By Christoph Steitz and Essi Lehto
FRANKFURT/HELSINKI (Reuters) -Shares in German utility Uniper and largest shareholder Fortum <FORTUM.HE>, which both run substantial businesses in Russia, plummeted on Thursday following Moscow’s move to invade Ukraine.
Between them, the companies employ 7,000 staff in Russia, where they operate a dozen power plants, many fuelled by gas, to supply local communities and industries.
Shares in Uniper fell as much as a fifth to their lowest level in more than 15 months, while Fortum, which owns 76% in Uniper, fell up to 10.4% to a 14-month low.
Russian forces invaded Ukraine on Thursday in a massed assault by land, sea and air, the biggest attack by one state against another in Europe since World War Two.

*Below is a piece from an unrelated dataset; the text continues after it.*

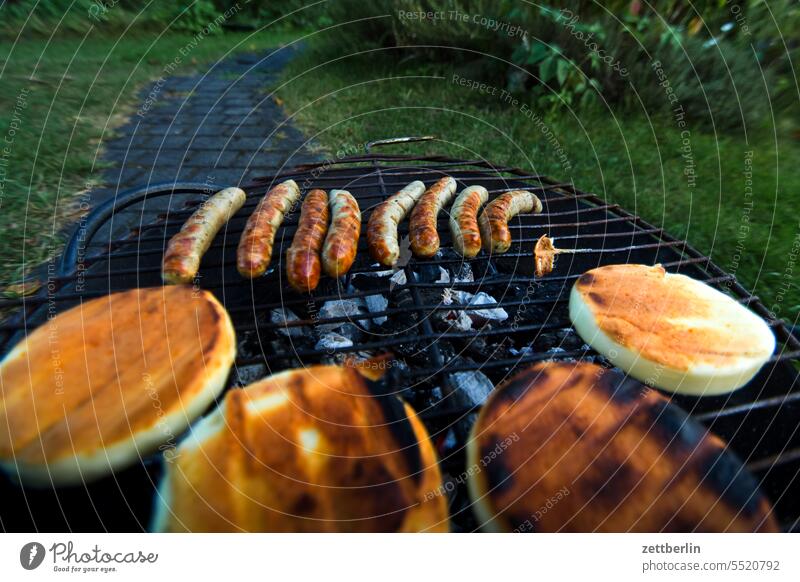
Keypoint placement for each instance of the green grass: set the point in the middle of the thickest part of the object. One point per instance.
(628, 159)
(60, 100)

“Energy production in Russia has not been sanctioned, and therefore our operations there have not been directly impacted,” Fortum said in a statement. It said it was monitoring decisions on sanctions and counter-sanctions.

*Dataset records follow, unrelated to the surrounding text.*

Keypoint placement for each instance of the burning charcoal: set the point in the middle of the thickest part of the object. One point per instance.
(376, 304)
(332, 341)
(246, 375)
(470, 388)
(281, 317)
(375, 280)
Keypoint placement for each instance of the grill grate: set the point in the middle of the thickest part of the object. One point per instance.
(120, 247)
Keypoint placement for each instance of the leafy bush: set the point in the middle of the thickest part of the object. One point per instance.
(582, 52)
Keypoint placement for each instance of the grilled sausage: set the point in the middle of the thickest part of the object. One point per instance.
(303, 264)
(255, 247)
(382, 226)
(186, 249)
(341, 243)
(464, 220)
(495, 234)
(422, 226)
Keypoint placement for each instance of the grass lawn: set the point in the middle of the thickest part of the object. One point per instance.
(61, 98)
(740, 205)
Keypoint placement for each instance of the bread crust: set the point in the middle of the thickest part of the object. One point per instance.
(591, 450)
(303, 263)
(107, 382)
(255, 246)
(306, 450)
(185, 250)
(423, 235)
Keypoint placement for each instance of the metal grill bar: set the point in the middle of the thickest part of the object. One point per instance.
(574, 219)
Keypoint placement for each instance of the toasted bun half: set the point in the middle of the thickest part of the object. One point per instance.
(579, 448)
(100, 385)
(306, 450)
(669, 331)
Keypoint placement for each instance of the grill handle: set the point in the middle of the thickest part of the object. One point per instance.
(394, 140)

Uniper owns a majority in Russian utility Unipro and is one of the financial backers of the Nord Stream 2 gas pipeline project whose certification German Chancellor Olaf Scholz put on hold on Tuesday in response to the Ukraine crisis.

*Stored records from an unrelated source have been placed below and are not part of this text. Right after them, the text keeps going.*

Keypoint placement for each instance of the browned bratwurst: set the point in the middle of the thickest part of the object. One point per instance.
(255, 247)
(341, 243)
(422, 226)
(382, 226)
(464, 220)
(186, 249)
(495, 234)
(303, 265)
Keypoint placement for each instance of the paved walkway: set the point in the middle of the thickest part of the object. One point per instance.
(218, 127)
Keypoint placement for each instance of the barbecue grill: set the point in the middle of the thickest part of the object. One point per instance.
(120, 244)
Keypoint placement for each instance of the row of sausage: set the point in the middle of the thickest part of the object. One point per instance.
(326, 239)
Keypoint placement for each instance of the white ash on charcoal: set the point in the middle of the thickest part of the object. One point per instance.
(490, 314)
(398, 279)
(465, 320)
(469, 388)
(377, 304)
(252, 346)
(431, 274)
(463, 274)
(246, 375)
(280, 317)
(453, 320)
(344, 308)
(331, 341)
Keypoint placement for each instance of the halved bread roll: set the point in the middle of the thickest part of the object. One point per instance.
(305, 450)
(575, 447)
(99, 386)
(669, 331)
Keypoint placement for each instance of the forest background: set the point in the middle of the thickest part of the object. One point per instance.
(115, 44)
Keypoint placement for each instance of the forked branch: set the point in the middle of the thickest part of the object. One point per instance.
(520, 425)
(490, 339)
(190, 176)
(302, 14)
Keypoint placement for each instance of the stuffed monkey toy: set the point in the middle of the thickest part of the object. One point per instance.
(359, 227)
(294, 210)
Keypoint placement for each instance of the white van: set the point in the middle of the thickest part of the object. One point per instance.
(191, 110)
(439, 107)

Uniper said on Wednesday it was assessing whether Berlin’s suspension of the Nord Stream 2 pipeline would cause impairments on its 1 billion euro ($1.1 billion) exposure to the project.
“We very much regret the escalation of the situation with Russia’s attack on Ukraine and are following the situation with utmost concern,” Uniper said in a statement.
“We are in the business of providing security of supply of energy and our customers depend on us for power and heat. This is the case also in Russia.”